On dirait que Bonifassi s’est occupée de la musique – très bien. Que Robert Lepage a monté des tableaux, avec quelques machines typiques de sa manière – la clôture qui se transforme en chemin de fer, en prison, etc.

Et autour de ça, on a juste garroché une histoire puisqu’il le fallait, le tout assorti de « messages ».

Bref, c’est moins d’appropriation que d’improvisation culturelle qu’on peut accuser le texte.

***

Revenons à l’appropriation culturelle. En principe, c’est un procédé par lequel des membres d’une culture dominante utilisent à leur avantage des éléments d’une culture opprimée. Soit pour la ridiculiser, soit d’une manière caricaturale, soit simplement en l’utilisant. Des Américains blancs qui font des « black faces » sur une scène. Des vêtements ou des coiffes amérindiennes dans un show rock. Etc.

Je me souviens des hauts cris qu’on poussait au Québec en lisant les descriptions que pouvait faire Mordecai Richler des « Canadiens français ». Je conçois que les membres d’une culture minoritaire veuillent se défendre des stéréotypes ou utilisations abusives, des visions colonialistes, etc.

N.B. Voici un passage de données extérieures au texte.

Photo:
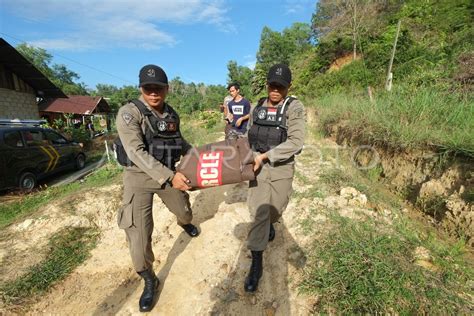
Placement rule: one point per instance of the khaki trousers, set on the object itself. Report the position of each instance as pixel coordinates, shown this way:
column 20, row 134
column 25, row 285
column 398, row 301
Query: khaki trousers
column 269, row 195
column 136, row 217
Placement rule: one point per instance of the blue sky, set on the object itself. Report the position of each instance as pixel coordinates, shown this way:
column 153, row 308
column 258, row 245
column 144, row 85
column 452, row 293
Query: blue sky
column 108, row 41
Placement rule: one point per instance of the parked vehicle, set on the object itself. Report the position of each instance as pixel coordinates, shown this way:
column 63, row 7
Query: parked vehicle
column 29, row 153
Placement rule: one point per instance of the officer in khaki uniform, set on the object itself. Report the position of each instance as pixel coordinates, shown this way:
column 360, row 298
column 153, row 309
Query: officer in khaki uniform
column 148, row 129
column 276, row 135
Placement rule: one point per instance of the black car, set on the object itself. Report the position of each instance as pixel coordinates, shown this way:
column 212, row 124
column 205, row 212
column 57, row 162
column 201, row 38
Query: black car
column 30, row 153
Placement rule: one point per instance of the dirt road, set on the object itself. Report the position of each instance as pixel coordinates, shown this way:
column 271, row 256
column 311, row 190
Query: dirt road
column 199, row 276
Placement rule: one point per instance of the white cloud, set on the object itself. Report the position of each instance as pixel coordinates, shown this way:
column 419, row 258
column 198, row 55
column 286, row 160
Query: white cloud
column 251, row 64
column 296, row 6
column 115, row 23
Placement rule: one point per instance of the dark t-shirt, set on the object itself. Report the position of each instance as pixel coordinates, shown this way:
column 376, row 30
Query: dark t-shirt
column 239, row 109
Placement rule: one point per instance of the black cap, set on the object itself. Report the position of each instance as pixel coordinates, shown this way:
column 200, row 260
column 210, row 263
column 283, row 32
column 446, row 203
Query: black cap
column 152, row 74
column 280, row 74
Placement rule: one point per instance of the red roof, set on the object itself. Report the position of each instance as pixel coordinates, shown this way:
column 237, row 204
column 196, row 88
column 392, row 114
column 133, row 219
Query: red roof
column 76, row 104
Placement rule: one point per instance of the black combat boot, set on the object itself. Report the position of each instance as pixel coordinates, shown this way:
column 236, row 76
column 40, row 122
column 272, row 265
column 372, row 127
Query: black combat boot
column 191, row 230
column 251, row 282
column 147, row 299
column 271, row 236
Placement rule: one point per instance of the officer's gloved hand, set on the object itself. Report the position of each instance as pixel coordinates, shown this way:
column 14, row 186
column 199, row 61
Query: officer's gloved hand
column 180, row 182
column 259, row 160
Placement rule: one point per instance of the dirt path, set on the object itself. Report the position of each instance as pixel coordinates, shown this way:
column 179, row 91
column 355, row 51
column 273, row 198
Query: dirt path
column 200, row 276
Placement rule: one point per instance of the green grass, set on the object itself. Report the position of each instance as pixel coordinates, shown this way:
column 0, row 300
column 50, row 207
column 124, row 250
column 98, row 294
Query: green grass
column 358, row 268
column 28, row 204
column 200, row 128
column 68, row 249
column 406, row 117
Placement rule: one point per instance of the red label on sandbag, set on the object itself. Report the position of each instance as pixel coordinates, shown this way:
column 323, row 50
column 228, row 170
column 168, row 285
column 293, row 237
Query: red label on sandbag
column 209, row 169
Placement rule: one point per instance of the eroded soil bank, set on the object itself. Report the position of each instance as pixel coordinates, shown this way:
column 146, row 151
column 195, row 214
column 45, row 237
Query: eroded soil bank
column 439, row 184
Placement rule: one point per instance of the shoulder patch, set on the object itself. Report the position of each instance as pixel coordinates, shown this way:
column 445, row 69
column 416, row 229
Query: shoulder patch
column 299, row 113
column 127, row 117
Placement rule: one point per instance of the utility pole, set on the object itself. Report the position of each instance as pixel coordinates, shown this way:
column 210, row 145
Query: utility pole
column 388, row 83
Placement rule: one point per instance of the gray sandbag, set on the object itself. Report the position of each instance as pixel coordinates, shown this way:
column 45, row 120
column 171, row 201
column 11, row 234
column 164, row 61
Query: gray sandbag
column 225, row 162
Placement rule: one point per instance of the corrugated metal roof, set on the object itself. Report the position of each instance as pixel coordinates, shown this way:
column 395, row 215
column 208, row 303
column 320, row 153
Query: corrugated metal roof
column 76, row 104
column 18, row 64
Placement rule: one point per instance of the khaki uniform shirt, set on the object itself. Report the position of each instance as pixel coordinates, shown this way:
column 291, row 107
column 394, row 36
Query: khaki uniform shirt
column 131, row 125
column 281, row 164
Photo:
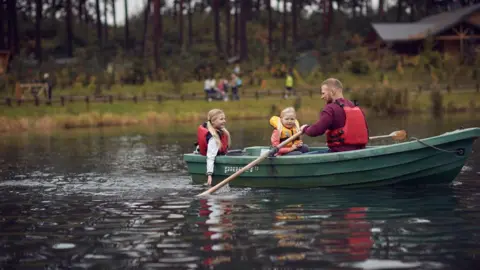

Il n’y a rien de risible là-dedans.

Mais à partir de quand est-ce qu’une « appropriation » devient un mélange culturel inextricable comme des dreadlocks ? Un hommage respectueux ? Il y a matière à discussion jusqu’à tard… Je n’en ai pas contre le concept, mais qui s’arroge le droit de décréter qu’une oeuvre est condamnable ? Ça aussi, ça se discute.

Le problème de la sous-représentation des minorités au théâtre et dans les arts est réel, on devrait s’en soucier. Mais c’est vrai aussi en politique, dans les médias et dans la fonction publique. On n’a pas à en faire porter le poids aux artistes ni à confondre ça avec l’appropriation culturelle. 

Le jeu de théâtre, par définition, consiste à jouer à l’autre. À aller dans son étrangeté, à la communiquer. Qui veut d’un art sans métissage ?

Ce qui me semble néanmoins plus exaspérant, c’est ceux qui sautent sur les excès de ce discours pour nous faire croire que « c’est rendu qu’on peut plus rien dire ». Franchement, si on se sent menacé par le discours de quelques militants, le problème n’est pas les militants.

La critique, même virulente, fait partie aussi de la vie culturelle, qui est un grand brassage parfois chaotique.

Faut arrêter d’avoir peur de la moindre controverse, par contre. Faut pas commencer à fermer les scènes à cause de cinq pancartes. Faut tenir à son oeuvre, autrement dit, la défendre, répliquer, s’expliquer. Et ça s’applique aux producteurs, aux institutions comme aux artistes.